Aphorisms
Essays About

Morality

Cops and robbers would score the same on personality tests. Children who love guns and action, when they grow up, may act out their instincts on either side of the law. They may shoot people, or shoot people who shoot people. What we call brazenness in a criminal we call courage in a police officer.

Were I just arrived in the world and forming my picture of humanity, the Geneva Conventions would perplex me. If nations can ratify treaties for humane conduct in war, why, inhumanely, do they go to war? The Geneva Conventions prescribe that the wounded must be cared for. But they may be wounded? Soldiers are to be evil toward the healthy but charitable toward the injured. Try to kill people, but if you miss, nurse them. Can there be laws of war when war is the breakdown of law, the free-for-all nations resort to when they cannot agree? The human blend of civility and brutality is like a murderer who wipes his shoes on the mat before entering your house to kill you.

I reject condemnations of homosexuality in part because the condemners are always heterosexuals, who, like foremen of the good, command others to change without having to change themselves. The test of a moral assertion is where its burden falls. The morality of the saints makes life harder for oneself. The morality of social conservatives makes life harder for others.

My wife and I settle our arguments by deciding whom an adverse outcome would bother more. Better that one of us be slightly annoyed than the other be greatly annoyed. Rather than cajole each other or come to shouts, we weigh our would-be grievances. This leads to a policy of laissez-faire: if she wishes to attend a reunion and I do not, she goes alone, though she would rather I went with her and I would rather she stay home with me. Dragging me along would bring her less pleasure than me annoyance; vice versa if I stood in her way.
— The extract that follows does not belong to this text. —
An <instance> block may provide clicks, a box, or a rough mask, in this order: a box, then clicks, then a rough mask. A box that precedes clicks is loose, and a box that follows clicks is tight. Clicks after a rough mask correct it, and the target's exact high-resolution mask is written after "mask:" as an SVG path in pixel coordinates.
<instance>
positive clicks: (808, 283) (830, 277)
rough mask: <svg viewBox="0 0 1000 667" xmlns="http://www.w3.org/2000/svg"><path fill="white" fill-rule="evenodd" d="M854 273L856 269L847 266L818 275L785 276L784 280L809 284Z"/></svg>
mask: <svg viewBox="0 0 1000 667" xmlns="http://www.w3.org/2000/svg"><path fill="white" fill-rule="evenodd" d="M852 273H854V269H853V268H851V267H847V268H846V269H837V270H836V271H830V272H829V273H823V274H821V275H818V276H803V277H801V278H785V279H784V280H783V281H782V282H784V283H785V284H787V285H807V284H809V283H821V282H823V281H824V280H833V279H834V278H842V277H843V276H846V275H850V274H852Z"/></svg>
I apply this principle to the issue of gay rights. Discrimination hurts gays more than equality for gays hurts their opponents. At stake for gay people are their own lives; at stake for their opponents, merely others' lives. The effect on gays is material, direct, and daily; the effect on their opponents, abstract, remote, and occasional, concerning only the conformity of society to their moral beliefs. My neighbor, not me, gets to choose how to decorate his living room because he lives in it while I merely glimpse it through his window. Our rights extend only to the property line of our own life.

Traditional values are unjustly said to be under attack by the gay rights movement. An attack entails crossing the border into another's territory. Therefore no one can be an attacker who is merely defending his right to a share of the common happiness available to mortals. Gay rights is an issue of self-defense, which only looks like an attack because traditional values have so long forced a portion of humanity to suffer in silence.
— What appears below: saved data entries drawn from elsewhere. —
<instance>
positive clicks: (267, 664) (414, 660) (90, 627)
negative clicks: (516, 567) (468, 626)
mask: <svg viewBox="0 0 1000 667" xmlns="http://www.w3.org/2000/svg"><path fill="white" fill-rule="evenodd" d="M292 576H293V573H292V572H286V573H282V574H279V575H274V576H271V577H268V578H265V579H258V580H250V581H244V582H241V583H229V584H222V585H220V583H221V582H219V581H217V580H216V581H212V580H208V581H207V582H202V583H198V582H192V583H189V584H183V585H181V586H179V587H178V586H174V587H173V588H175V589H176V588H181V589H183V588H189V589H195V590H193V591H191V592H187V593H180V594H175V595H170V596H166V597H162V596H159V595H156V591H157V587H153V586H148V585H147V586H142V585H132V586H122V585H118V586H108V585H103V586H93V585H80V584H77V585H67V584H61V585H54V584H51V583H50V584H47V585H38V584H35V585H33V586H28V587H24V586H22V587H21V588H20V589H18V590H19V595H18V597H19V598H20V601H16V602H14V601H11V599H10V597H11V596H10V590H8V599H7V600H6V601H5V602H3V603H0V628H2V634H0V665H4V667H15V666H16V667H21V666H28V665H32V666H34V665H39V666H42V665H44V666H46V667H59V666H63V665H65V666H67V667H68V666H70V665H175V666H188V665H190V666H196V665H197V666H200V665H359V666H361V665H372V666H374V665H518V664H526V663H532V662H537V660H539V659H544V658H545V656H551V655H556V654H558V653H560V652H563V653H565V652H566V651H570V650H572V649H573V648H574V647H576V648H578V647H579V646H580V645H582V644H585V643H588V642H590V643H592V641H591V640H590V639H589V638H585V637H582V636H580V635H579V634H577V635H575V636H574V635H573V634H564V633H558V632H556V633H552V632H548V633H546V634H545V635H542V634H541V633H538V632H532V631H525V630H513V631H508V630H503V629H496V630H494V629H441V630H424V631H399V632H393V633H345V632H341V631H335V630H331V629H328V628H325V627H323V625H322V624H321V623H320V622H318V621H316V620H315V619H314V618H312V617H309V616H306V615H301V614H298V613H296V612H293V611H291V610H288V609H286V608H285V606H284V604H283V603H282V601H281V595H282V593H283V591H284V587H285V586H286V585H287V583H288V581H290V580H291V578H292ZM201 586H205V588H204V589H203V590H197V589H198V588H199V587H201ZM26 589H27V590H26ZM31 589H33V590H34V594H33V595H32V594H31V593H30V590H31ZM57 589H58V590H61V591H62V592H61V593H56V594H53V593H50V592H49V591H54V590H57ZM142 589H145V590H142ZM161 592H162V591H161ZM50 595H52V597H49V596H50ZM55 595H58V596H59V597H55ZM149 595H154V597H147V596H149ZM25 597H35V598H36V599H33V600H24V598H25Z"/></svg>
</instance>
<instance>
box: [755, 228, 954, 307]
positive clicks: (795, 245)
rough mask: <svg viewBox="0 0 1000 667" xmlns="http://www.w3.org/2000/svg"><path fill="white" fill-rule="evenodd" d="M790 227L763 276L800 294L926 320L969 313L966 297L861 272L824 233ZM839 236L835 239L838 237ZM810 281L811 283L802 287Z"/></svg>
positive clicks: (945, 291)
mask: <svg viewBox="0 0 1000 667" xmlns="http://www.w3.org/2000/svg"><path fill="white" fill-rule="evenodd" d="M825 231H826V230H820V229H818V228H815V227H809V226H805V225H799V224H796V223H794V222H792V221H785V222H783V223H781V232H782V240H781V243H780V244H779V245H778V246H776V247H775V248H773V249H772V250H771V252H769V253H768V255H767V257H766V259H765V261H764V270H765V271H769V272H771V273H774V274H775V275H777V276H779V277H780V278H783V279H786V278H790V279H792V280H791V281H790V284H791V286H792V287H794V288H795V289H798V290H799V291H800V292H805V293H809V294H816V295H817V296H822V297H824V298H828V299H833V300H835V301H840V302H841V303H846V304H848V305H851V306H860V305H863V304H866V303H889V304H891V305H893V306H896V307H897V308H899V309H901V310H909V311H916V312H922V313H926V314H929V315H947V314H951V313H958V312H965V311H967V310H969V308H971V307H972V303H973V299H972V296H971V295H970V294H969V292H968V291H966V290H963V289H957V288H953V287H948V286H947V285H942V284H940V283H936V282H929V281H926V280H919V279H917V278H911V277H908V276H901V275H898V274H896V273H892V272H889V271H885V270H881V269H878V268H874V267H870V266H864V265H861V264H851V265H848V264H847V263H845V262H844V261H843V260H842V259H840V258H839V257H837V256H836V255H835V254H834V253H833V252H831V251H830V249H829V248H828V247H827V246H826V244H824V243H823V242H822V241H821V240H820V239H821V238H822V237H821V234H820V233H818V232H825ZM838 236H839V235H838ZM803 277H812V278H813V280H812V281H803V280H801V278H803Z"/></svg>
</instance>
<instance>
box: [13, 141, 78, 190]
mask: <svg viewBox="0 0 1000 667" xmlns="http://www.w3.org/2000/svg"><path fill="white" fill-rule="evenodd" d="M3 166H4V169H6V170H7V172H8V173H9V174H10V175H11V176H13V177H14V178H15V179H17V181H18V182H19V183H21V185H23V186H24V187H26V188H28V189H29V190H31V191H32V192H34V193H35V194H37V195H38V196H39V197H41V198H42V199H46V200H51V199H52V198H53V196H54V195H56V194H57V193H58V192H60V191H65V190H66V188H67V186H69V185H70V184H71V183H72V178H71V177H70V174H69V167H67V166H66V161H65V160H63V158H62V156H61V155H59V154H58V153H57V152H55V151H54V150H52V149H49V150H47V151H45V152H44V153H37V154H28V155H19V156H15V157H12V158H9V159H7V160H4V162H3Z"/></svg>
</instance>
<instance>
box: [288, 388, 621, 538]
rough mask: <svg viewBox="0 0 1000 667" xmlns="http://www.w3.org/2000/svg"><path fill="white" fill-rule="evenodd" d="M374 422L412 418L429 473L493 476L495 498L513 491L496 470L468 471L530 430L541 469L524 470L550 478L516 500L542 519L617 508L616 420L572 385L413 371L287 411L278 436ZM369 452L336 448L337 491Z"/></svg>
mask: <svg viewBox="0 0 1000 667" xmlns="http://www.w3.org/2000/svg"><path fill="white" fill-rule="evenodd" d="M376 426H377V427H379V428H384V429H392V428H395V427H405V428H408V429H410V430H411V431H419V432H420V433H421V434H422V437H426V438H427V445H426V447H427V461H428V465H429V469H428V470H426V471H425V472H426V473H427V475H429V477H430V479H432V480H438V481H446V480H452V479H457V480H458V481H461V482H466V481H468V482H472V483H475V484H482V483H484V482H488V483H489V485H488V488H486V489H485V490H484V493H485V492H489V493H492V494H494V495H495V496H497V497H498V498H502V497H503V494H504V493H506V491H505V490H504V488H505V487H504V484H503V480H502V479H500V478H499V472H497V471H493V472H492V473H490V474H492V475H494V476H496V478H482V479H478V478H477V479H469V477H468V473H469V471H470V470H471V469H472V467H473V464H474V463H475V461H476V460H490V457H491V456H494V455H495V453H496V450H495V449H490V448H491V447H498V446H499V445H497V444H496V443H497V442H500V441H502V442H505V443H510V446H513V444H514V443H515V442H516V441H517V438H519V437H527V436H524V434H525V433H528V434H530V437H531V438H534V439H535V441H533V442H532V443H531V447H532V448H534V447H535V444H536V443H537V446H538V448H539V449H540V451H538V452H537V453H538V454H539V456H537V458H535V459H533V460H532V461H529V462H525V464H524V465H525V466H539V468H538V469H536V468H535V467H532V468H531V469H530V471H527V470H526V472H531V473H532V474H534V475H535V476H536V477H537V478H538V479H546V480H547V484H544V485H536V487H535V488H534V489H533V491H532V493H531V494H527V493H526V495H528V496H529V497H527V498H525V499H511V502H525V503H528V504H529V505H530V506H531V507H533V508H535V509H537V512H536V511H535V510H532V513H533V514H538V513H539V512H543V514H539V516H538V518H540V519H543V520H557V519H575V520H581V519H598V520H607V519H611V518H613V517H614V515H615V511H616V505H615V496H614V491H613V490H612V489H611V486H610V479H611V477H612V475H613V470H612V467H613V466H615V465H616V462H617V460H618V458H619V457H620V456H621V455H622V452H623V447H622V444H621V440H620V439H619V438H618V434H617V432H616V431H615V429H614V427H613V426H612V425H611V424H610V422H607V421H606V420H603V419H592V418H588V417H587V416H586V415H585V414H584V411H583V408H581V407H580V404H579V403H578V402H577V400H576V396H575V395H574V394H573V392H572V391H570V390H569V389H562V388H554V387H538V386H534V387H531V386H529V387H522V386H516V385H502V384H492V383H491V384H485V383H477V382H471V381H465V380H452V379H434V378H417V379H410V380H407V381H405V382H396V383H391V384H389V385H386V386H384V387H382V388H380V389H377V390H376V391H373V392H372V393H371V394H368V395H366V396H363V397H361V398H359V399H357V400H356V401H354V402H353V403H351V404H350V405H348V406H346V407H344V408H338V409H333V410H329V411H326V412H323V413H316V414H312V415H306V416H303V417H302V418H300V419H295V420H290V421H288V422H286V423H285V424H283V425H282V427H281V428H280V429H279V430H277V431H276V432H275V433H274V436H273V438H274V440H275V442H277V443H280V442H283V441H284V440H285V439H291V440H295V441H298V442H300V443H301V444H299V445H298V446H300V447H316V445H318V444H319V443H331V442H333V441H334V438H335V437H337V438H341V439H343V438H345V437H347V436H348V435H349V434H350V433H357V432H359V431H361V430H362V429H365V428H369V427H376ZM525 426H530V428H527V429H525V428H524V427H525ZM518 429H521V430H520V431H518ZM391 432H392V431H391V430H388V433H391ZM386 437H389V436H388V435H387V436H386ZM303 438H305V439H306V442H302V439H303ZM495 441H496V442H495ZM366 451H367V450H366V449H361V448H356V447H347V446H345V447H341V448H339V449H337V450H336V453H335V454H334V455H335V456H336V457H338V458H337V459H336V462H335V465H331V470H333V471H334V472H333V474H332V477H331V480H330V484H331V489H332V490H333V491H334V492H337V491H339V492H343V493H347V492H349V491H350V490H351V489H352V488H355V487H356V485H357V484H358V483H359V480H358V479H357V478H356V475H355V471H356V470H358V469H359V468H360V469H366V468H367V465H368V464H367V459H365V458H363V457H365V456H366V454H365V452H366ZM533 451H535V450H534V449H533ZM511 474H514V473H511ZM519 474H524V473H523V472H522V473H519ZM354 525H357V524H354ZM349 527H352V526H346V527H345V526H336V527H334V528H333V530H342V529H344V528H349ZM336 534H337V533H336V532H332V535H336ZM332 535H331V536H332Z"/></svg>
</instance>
Opposition to gay rights is commonly based on religion, which the United States Constitution forbids as the basis of law. That gays nevertheless lack equal rights under law is a reminder that, though laws govern nations, nations make and govern the laws. Therefore, if the ruling majority desires a society in which all are equal but whites can own blacks as slaves, or where church and state are separate but the state forbids gay marriage because the church says so, there is no external, independent, governing thing called Law to prevent such contradictions, nothing outside the lawmakers' own imperfect desire for moral consistency. The world is not governed by law but by power, expressed through law. Accordingly, the only way to change the world is to wield power, which in a democracy means the power to change minds.